Liking Devendra Banhart means always readying some kind of apology for him—for misbegotten flutes, for songs about butterflies and little boys, for times when he strips down shirtless to play tambourine. Wincing at it all is part of the project, and much of Banhart's charm derives from the degree to which he mingles a sense of true conviction with a sense of being in on the game. Certainly no other artist embodies "freak folk" as much, or as knowingly.

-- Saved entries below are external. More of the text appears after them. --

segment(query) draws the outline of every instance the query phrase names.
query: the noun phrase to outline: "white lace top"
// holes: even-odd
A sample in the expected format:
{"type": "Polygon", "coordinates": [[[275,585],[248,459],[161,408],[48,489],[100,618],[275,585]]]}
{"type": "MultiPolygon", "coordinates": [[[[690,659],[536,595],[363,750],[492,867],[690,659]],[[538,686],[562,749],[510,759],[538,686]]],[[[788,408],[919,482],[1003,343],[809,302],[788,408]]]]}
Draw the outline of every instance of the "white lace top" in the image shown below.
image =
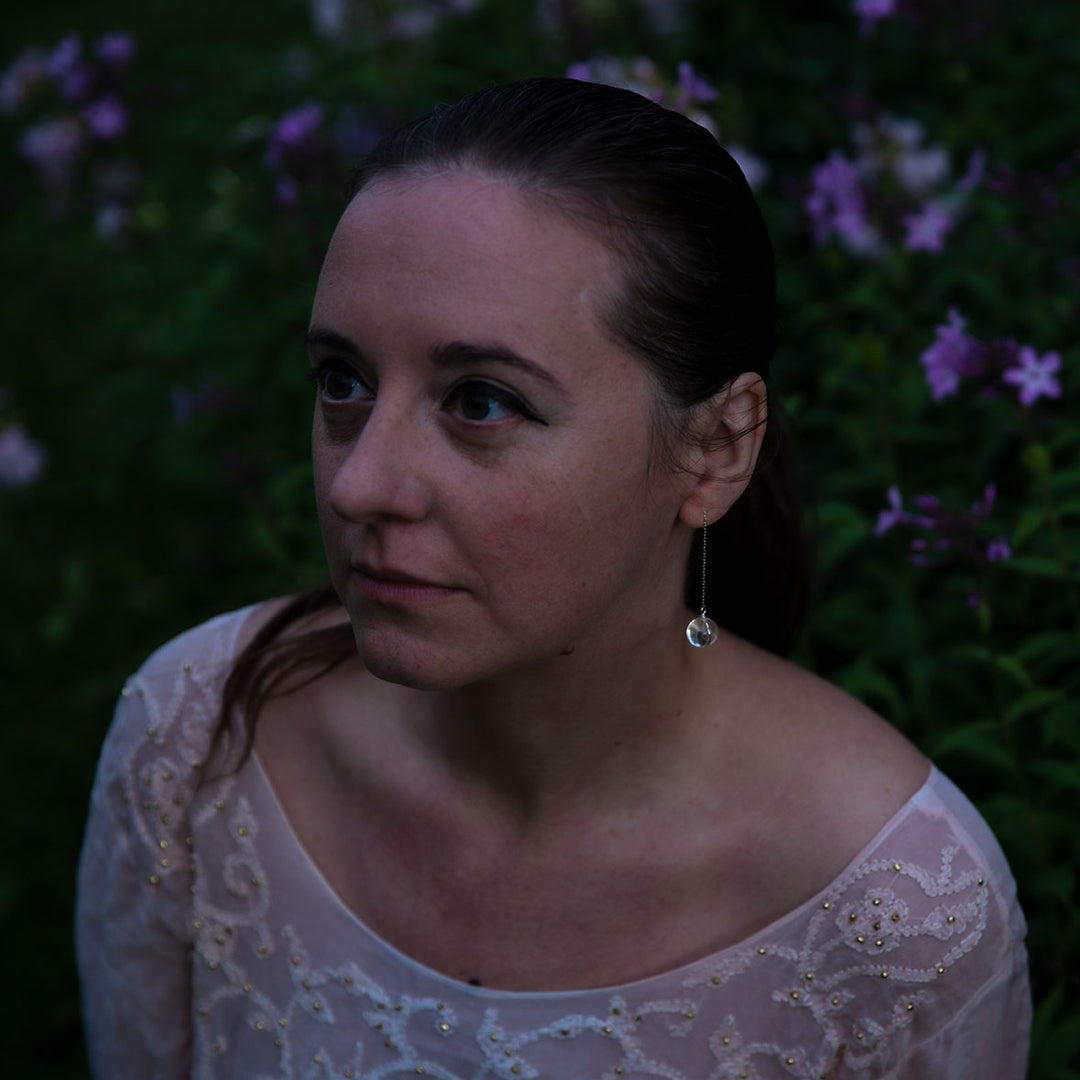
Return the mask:
{"type": "Polygon", "coordinates": [[[151,657],[102,752],[78,902],[95,1076],[1024,1075],[1013,880],[936,769],[828,888],[746,941],[625,986],[488,990],[403,955],[344,907],[256,757],[200,786],[246,614],[151,657]]]}

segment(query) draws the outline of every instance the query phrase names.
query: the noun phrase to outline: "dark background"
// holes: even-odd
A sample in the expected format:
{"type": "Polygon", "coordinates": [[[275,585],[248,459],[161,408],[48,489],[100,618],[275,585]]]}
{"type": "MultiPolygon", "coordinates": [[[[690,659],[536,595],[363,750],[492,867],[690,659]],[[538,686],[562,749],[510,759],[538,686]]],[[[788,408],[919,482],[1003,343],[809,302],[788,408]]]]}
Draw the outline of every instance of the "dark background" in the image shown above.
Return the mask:
{"type": "Polygon", "coordinates": [[[0,115],[0,438],[19,425],[46,454],[30,482],[0,479],[0,1072],[85,1075],[73,878],[124,677],[195,622],[322,578],[301,336],[350,163],[440,100],[608,54],[649,57],[668,100],[692,62],[719,91],[702,107],[721,140],[768,166],[776,391],[819,545],[797,658],[975,798],[1029,916],[1032,1076],[1080,1077],[1080,9],[900,2],[862,33],[839,2],[652,7],[666,21],[635,0],[431,0],[413,5],[418,33],[401,28],[409,5],[354,2],[331,35],[303,0],[0,17],[9,72],[77,33],[96,80],[71,100],[45,80],[0,115]],[[136,47],[123,71],[94,60],[114,31],[136,47]],[[127,113],[111,140],[82,112],[105,93],[127,113]],[[322,123],[268,159],[281,116],[309,102],[322,123]],[[985,154],[940,251],[905,246],[914,204],[888,169],[863,179],[878,251],[815,241],[815,167],[854,159],[855,125],[883,115],[947,152],[943,198],[985,154]],[[64,118],[84,145],[49,187],[19,147],[64,118]],[[1017,345],[1060,353],[1064,396],[1025,408],[990,364],[935,402],[919,357],[950,305],[1002,363],[1017,345]],[[991,482],[995,505],[972,516],[991,482]],[[948,513],[875,536],[894,484],[905,506],[929,492],[948,513]],[[998,537],[1011,558],[989,562],[998,537]],[[913,539],[940,565],[913,565],[913,539]]]}

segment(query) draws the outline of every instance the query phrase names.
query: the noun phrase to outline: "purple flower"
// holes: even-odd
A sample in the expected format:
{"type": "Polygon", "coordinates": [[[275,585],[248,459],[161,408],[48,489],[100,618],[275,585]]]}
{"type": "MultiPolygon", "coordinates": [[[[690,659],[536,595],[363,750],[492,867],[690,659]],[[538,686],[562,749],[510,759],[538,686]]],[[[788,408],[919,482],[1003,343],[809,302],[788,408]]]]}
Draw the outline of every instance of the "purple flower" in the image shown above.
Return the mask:
{"type": "Polygon", "coordinates": [[[691,105],[708,104],[719,97],[716,88],[694,70],[689,60],[679,64],[678,79],[678,94],[671,106],[676,112],[683,112],[691,105]]]}
{"type": "Polygon", "coordinates": [[[270,133],[266,148],[267,164],[280,168],[287,154],[310,150],[312,139],[322,122],[322,106],[313,101],[284,113],[270,133]]]}
{"type": "Polygon", "coordinates": [[[919,358],[935,401],[955,394],[961,378],[979,370],[984,349],[975,338],[968,337],[966,329],[967,320],[956,308],[949,308],[948,321],[937,328],[933,345],[919,358]]]}
{"type": "Polygon", "coordinates": [[[102,34],[94,43],[94,52],[110,67],[125,68],[135,56],[135,39],[122,30],[102,34]]]}
{"type": "Polygon", "coordinates": [[[1017,366],[1006,368],[1002,379],[1020,388],[1020,404],[1034,405],[1041,397],[1061,397],[1061,383],[1055,374],[1061,367],[1061,357],[1048,352],[1040,357],[1030,345],[1024,345],[1017,356],[1017,366]]]}
{"type": "Polygon", "coordinates": [[[850,251],[873,254],[877,233],[866,216],[866,197],[859,173],[842,151],[833,150],[810,176],[810,193],[803,202],[814,226],[814,238],[824,244],[835,233],[850,251]]]}
{"type": "Polygon", "coordinates": [[[82,116],[95,139],[118,139],[127,130],[127,110],[115,94],[87,105],[82,116]]]}
{"type": "Polygon", "coordinates": [[[979,521],[985,521],[990,516],[990,511],[994,509],[994,503],[997,500],[997,484],[991,481],[986,485],[986,490],[983,492],[981,499],[976,499],[971,504],[971,515],[979,521]]]}
{"type": "Polygon", "coordinates": [[[986,151],[973,150],[968,158],[967,168],[960,182],[956,185],[958,190],[967,194],[974,191],[986,177],[986,151]]]}
{"type": "Polygon", "coordinates": [[[45,451],[19,424],[0,429],[0,484],[26,487],[45,468],[45,451]]]}
{"type": "Polygon", "coordinates": [[[65,101],[81,101],[94,83],[94,73],[83,61],[82,39],[68,34],[49,56],[49,77],[60,88],[65,101]]]}
{"type": "MultiPolygon", "coordinates": [[[[872,106],[861,108],[866,113],[872,106]]],[[[969,175],[956,182],[948,152],[925,144],[922,124],[887,113],[853,124],[851,138],[854,159],[834,150],[811,178],[805,207],[818,243],[835,235],[848,251],[870,256],[900,244],[941,251],[979,181],[980,159],[973,157],[969,175]]]]}
{"type": "Polygon", "coordinates": [[[877,516],[877,524],[874,526],[875,536],[884,536],[894,525],[903,525],[909,520],[900,489],[895,484],[885,492],[885,498],[889,506],[877,516]]]}
{"type": "Polygon", "coordinates": [[[872,124],[856,124],[852,139],[859,148],[860,173],[891,173],[909,195],[925,195],[949,176],[949,155],[940,146],[923,146],[926,133],[918,120],[884,113],[872,124]]]}
{"type": "Polygon", "coordinates": [[[49,55],[49,75],[62,83],[82,64],[82,39],[78,34],[68,34],[49,55]]]}
{"type": "Polygon", "coordinates": [[[859,32],[869,34],[882,19],[896,14],[896,0],[854,0],[851,10],[859,16],[859,32]]]}
{"type": "Polygon", "coordinates": [[[986,522],[993,509],[997,486],[986,485],[982,496],[971,509],[957,510],[946,506],[935,495],[921,494],[912,499],[920,513],[904,512],[900,492],[891,487],[887,493],[889,507],[878,515],[877,536],[895,525],[922,530],[908,542],[908,562],[922,567],[959,567],[981,572],[990,563],[1012,557],[1012,550],[1002,536],[987,540],[986,522]]]}
{"type": "Polygon", "coordinates": [[[860,124],[855,130],[856,142],[864,147],[875,137],[894,153],[911,153],[922,145],[926,131],[918,120],[902,120],[882,113],[873,124],[860,124]]]}
{"type": "Polygon", "coordinates": [[[65,101],[77,105],[90,93],[93,86],[94,73],[85,65],[80,65],[64,79],[60,93],[65,101]]]}
{"type": "Polygon", "coordinates": [[[909,195],[919,196],[949,176],[949,155],[940,146],[907,150],[893,161],[893,172],[909,195]]]}
{"type": "Polygon", "coordinates": [[[274,202],[289,210],[300,201],[300,185],[291,176],[279,176],[274,184],[274,202]]]}
{"type": "Polygon", "coordinates": [[[712,117],[695,106],[713,102],[719,94],[707,79],[694,70],[689,61],[679,64],[678,77],[674,84],[664,78],[655,62],[647,56],[639,56],[627,63],[600,54],[591,60],[571,64],[566,69],[566,77],[579,82],[594,82],[633,90],[635,94],[641,94],[666,109],[681,112],[716,135],[716,125],[712,117]]]}
{"type": "Polygon", "coordinates": [[[0,76],[0,111],[12,116],[49,78],[49,54],[41,49],[26,49],[0,76]]]}
{"type": "Polygon", "coordinates": [[[904,215],[904,247],[908,251],[940,251],[955,221],[943,203],[931,199],[915,213],[904,215]]]}
{"type": "Polygon", "coordinates": [[[282,146],[299,146],[322,124],[322,106],[309,101],[285,113],[274,129],[274,138],[282,146]]]}
{"type": "Polygon", "coordinates": [[[830,206],[861,198],[859,174],[842,150],[833,150],[810,174],[806,208],[816,222],[828,223],[830,206]]]}
{"type": "Polygon", "coordinates": [[[19,153],[38,170],[47,187],[67,186],[83,147],[83,130],[71,116],[43,120],[23,132],[19,153]]]}

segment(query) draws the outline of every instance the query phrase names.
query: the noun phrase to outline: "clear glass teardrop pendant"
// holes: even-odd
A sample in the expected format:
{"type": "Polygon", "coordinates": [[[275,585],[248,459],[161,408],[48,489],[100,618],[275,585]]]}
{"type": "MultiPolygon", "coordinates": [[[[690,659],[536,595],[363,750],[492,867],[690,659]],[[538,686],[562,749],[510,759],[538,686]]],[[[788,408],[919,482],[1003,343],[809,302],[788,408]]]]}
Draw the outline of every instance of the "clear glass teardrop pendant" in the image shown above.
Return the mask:
{"type": "Polygon", "coordinates": [[[702,613],[696,619],[691,619],[686,625],[686,640],[695,649],[704,649],[711,645],[720,636],[716,623],[708,615],[702,613]]]}

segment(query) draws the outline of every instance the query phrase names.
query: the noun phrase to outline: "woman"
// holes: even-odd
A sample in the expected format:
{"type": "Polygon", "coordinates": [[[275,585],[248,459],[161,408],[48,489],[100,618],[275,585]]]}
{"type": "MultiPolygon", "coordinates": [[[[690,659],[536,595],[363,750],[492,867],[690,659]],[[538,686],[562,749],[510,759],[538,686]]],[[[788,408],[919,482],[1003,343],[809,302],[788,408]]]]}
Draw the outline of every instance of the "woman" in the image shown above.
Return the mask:
{"type": "Polygon", "coordinates": [[[308,334],[333,588],[165,646],[103,752],[98,1075],[1023,1074],[993,837],[778,655],[773,323],[737,166],[644,98],[376,148],[308,334]]]}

On his fifth album, Smokey Rolls Down Thunder Canyon, Banhart embraces his role as a poet and a jester in equal measure. 2005's Cripple Crow was no cohesive exercise, but it sounds measured next to Smokey, which jumps from samba to glam-rock without ever losing its folky grounding. The rocking parts are the real highlights: After five minutes of breathy calm, "Seahorse" opens up with a cocksure romp of guitars and drums, and "Tonada Yanomaminista" showcases Banhart as a rousing frontman to slot somewhere between The Psychedelic Furs and The Doors.
Every Banhart album has a slip, and Smokey's is a doozy: "Shabop Shalom," a largely spoken-word story about a boy "taking in the sweet and sensuous scent of hibiscus that languidly lilted along the summer breeze." Credit Banhart's slips to taking big steps, however, and he becomes hard to dismiss.